Une étude récente met en lumière un mécanisme spectaculaire : les mouvements des plaques tectoniques influencent le niveau marin selon un rythme régulier, déclenchant des vagues d’explosions biologiques dans les océans. Une mécanique lente, invisible à l’échelle humaine, mais déterminante pour l’histoire du vivant.

La tectonique des plaques : un moteur planétaire colossal qui redessine sans cesse la surface du globe
Sous la croûte terrestre, la lithosphère repose sur une couche plus souple appelée asthénosphère. Fragmentée en grandes plaques rigides, elle dérive lentement, de quelques centimètres par an. Ce mouvement imperceptible suffit pourtant à remodeler continents et océans sur des millions d’années.
Lorsque ces plaques se rencontrent, trois scénarios dominent. Aux frontières convergentes, les collisions élèvent des chaînes de montagnes ou provoquent la subduction d’une plaque océanique. Aux limites divergentes, le magma remonte et fabrique de nouveaux planchers marins. Enfin, les zones transformantes génèrent de puissantes failles.
Comment les dorsales et les zones de subduction modifient le niveau des mers et créent de nouveaux habitats marins
Au cœur des océans, les dorsales médio-océaniques fonctionnent comme d’immenses cicatrices en expansion. Le manteau y remonte, forme une croûte neuve et gonfle le fond marin. Résultat : l’eau est déplacée vers les continents, provoquant une hausse globale du niveau de la mer.

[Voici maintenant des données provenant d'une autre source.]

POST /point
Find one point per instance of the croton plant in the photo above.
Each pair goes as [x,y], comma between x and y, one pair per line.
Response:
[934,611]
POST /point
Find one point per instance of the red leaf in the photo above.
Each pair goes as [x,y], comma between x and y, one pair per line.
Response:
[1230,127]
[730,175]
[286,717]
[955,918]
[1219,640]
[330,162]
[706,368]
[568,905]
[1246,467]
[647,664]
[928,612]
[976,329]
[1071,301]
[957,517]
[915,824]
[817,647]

À l’inverse, dans les zones de subduction, la lithosphère océanique s’enfonce dans le manteau. Le plancher s’abaisse progressivement, agrandissant les bassins océaniques. Cette dynamique favorise alors une diminution relative des eaux peu profondes, transformant profondément les environnements côtiers et les plateaux continentaux.

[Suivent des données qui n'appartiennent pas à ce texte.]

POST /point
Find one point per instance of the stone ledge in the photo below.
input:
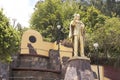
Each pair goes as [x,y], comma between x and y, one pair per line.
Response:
[33,55]
[77,57]
[35,69]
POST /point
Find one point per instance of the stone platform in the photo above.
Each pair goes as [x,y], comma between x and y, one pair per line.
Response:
[79,69]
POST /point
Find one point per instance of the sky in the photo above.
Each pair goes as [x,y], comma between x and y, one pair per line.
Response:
[19,10]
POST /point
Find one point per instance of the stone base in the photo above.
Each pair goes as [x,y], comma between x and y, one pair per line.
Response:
[79,69]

Ces variations ne sont pas anodines. Lorsque la mer progresse sur les continents, elle crée des mers peu profondes, riches en lumière et en nutriments. Ces milieux deviennent des incubateurs d’espèces nouvelles, particulièrement adaptées à ces conditions instables et en constante transformation.
Un cycle de 36 millions d’années identifié dans les archives géologiques et corrélé aux pics de biodiversité
Des analyses géologiques révèlent un rythme frappant : tous les 36 millions d’années, les configurations tectoniques modifient significativement la hauteur des fonds océaniques. Ces oscillations influencent directement l’étendue des habitats marins peu profonds, véritables foyers de diversification biologique.

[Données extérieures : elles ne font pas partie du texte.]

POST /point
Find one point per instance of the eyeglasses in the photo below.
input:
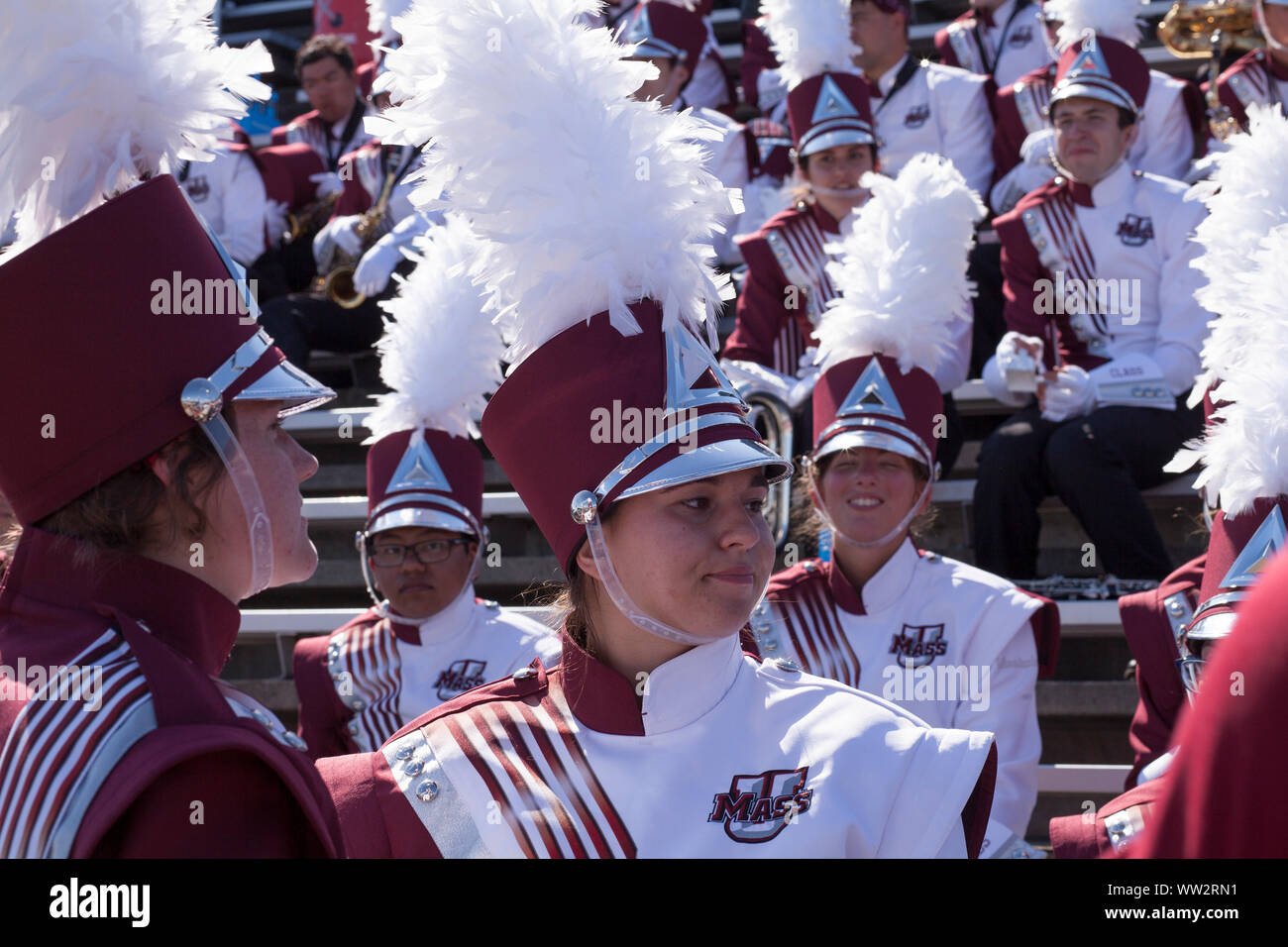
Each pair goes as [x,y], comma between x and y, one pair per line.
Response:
[428,553]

Les archives fossiles montrent que les pics de biodiversité marine surviennent quelques millions d’années après ces bouleversements. Ce décalage correspond au temps nécessaire pour que les espèces colonisent les nouveaux espaces, se différencient et occupent les niches écologiques fraîchement créées.
Depuis au moins 250 millions d’années, ce mécanisme semble structurer l’histoire du vivant marin. La tectonique ne façonne donc pas seulement les reliefs ; elle impose un tempo régulier à l’évolution, comme un métronome géologique guidant silencieusement l’expansion et la raréfaction des espèces.
Pourquoi ce mécanisme ancien éclaire aussi les enjeux actuels liés au climat et à la biodiversité
Aujourd’hui, le cycle tectonique placerait la planète dans une phase de niveau marin relativement bas. Théoriquement, cette configuration limiterait l’extension des mers peu profondes. Pourtant, la réalité contemporaine diffère fortement en raison d’un facteur supplémentaire : le réchauffement climatique d’origine humaine.
La fonte accélérée des calottes glaciaires et la dilatation thermique des océans entraînent une élévation rapide des eaux. Ce phénomène, indépendant des cycles géologiques lents, modifie brutalement les écosystèmes côtiers et impose aux espèces un rythme d’adaptation bien plus rapide que par le passé.
Comprendre ces cycles profonds permet de replacer l’époque actuelle dans une perspective longue. La tectonique des plaques agit comme une horloge colossale, mais l’activité humaine introduit une accélération inédite. Entre forces naturelles immuables et pressions modernes, l’équilibre du vivant se joue désormais sur deux tempos superposés.